Cody zaznaczył, że sprzedaż statku nie została jeszcze sfinalizowana, dlatego nie można określić dokładnego terminu zakończenia procesu jego zbycia, a „pozostają jeszcze kwestie regulacyjne związane z żeglugą, które należy rozwiązać”.

Kolejny koszt pojawi się jeszcze w tym miesiącu, ponieważ ubezpieczenie jednostki musi zostać odnowione przed końcem października.

Tymczasem poseł Fianna Fáil z okręgu Cork South Central, Séamus McGrath, wyraził rozczarowanie brakiem harmonogramu sprzedaży statku.

Cytowany przez „Irish Examiner” w artykule opublikowanym 11 października br., McGrath powiedział: – Wiedzieli [Komisja Skarbowa], że w pewnym momencie będą musieli się go pozbyć, że zostanie zwolniony przez sąd karny. Ale zbliżamy się już do 12 miesięcy [od tamtej decyzji], a statek nadal nie został sprzedany i co tydzień kosztuje państwo ogromne pieniądze. (…) Mieszkańcy okolic, gdzie statek jest zacumowany, są rozczarowani i sfrustrowani jego obecnością – dodał McGrath. (…) Byłem w Passage West w zeszłym tygodniu, i ktoś zapytał mnie: „Czy to coś kiedyś odpłynie?…”.

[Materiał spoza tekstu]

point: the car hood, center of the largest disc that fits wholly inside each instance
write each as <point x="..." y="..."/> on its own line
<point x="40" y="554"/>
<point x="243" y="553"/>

Sprawa MV Matthew pokazuje, jak długo utrzymujące się skutki jednej operacji mogą obciążać państwowy budżet i lokalną społeczność. Choć statek był kluczowym dowodem w największym przejęciu narkotyków w historii Irlandii, jego obecność w porcie, milionowe koszty i brak decyzji o sprzedaży budzą rosnącą frustrację. Każdy kolejny tydzień to kolejne dziesiątki tysięcy euro wydawane z publicznych środków – bez sprecyzowanej perspektywy finału sprzedaży czy choćby utylizacji.